The adaptation of kinase assay linked with phosphoproteomics technique was used to increase the number of known FLT3 kinase variant substrate sequences. Subsequently, a set of data formatting tools were developed to curate the mass spectrometry data to become compatible with a command line version of the KINATEST-ID pipeline modules. This approach was used to design seven pan-FLT3 artificial substrate (FAStides) sequences. The pair of FAStides that were deemed the most sensitive toward FLT3 kinase phosphorylation were assayed in increasing concentrations of clinically relevant tyrosine kinase inhibitors.

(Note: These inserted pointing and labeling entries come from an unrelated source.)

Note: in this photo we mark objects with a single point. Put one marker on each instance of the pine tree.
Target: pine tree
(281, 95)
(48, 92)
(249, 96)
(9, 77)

To improve the automation of the mass spectrometry data analysis and formatting for use with the KINATEST-ID pipeline, a streamlined process was developed within a bioinformatic platform, GalaxyP. The data formatting tools used to process the FLT3 mass spectrometry data were converted into compatible versions to execute within the GalaxyP framework. This process was used to design four BTK artificial substrates (BAStide) to monitor kinase activity. Additionally, one of the BAStide sequences was designed in the lanthanide chelating motif to develop an antibody-free activity assay for BTK.
Lastly, a multicolored time resolved lanthanide assay was designed by labeling SYK artificial substrate and a SRC family artificial substrate to measure the activity of both kinases in the same kinase reaction. This highlighted the functionality of lanthanide-based time resolved assays for potential multiplexing assay development.